Parents are struggling, and some are considering quitting their jobs as they look for a way to support children with additional needs and juggle work commitments during lockdown.
An Auckland mother, Angela Hood, has created a petition asking the government to step in with additional funds to pay for the caregiver’s support.
Currently, the maximum funding is $ 80 per day, and the Ministry of Health increased the payment by $ 4 in the last financial year.
With the lockdowns, Hood said payments were disappearing quickly as families sought help from individual support workers at a higher cost.
“These are parents who are really, really trying and won’t give up on their kids – you see the parents just keep going.”
“Seventy-five percent of parents with special needs in our school are single parents, so they do it themselves and may not have much support.”
Caring for a child with additional needs was a full-time task, and the research compared the stress parents face to a soldier in combat, Hood said.
“Those soldiers come back from the service, but the parents don’t leave the service. We are always thinking about our children, we are always worried like anyone else.
“For the children, they don’t understand [lockdown] but for parents, it’s incredibly exhausting because we don’t have a break. “
The funding was intended to give families a break during the year, however it was measured in a normal year where there was school, he said.
Most Auckland students have missed 11 weeks of school. In Waikato, there have been eight.
Hood said he wanted more funding so that families could hire a caregiver while they were locked up, if only for a couple of hours.
“It gives parents a partial respite. For some parents, it would give them maybe an hour or two away from home.
“A lot of this also has to do with recognition and how difficult it is.”
Ruth Pologa’s son is 15 years old and she has been using the funds to ensure that her older children can take their college exams in peace.
She said she or her husband might have to take unpaid leave during the summer because the funds she received had been used for support during the closing.
“We are just trying to figure out how to distribute the support funds during the closure and summer break.
“Without having additional support from the tag teams, I think something will have to give. One of us will have to stop somewhere.”
Somerville School Principal Belinda Johnston believed that no one had considered the additional impact that confinement had on families, as disability issues were often overlooked.
The director of the specialized school said parents have used funds that often last a year, in a matter of weeks.
“It’s just to allow them to survive and have enough people in the home to help them survive through the 24/7 experience for someone who might need personalized supervision every minute of the day.”

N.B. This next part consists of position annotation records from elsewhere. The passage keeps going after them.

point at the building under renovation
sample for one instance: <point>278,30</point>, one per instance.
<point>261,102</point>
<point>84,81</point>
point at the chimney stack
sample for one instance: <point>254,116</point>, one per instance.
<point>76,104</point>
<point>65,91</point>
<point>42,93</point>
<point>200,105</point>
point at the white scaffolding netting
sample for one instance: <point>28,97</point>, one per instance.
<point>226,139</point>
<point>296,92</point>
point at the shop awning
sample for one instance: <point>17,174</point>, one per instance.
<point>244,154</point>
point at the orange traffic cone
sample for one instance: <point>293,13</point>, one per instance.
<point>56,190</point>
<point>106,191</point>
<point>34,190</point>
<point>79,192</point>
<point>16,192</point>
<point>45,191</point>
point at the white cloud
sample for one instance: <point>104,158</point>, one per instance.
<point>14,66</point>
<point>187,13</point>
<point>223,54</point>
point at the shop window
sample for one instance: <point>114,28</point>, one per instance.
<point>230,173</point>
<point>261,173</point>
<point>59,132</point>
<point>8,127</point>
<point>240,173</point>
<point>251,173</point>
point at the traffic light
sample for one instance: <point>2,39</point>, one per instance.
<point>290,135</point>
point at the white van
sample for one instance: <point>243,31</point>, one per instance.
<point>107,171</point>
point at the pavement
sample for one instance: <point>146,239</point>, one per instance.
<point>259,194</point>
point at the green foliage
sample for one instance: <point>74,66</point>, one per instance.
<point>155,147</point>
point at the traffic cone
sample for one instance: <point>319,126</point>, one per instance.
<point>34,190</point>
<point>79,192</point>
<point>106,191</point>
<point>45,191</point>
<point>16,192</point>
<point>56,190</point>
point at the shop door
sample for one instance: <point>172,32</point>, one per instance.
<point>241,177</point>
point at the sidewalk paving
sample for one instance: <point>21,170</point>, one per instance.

She said those with additional needs may have more behavior problems while locked up because they are out of their normal routine.
In a statement, a spokesman for the Health Ministry said the ministry recognized the challenges of supporting a family member with a disability, but would not increase the payment.
“Since the Covid-19 outbreak and the subsequent lockdown in 2020, the ministry has introduced greater flexibility in how funds can be used in many of our disability services, including supporting caregivers.
“Additionally, the caregiver support allowance has increased in the current financial year from $ 76 to $ 80 per day.”
Bernette Peters, a spokesperson for Disability Action, said it was simply not enough.
“It’s not based on what life is like in a confinement. So when you add a couple of dollars to that, it doesn’t really increase the days of support for the caregiver, it just increases the payment that the caregiver receives that day.”
Angela Hood’s petition has received more than 1,500 signatures so far.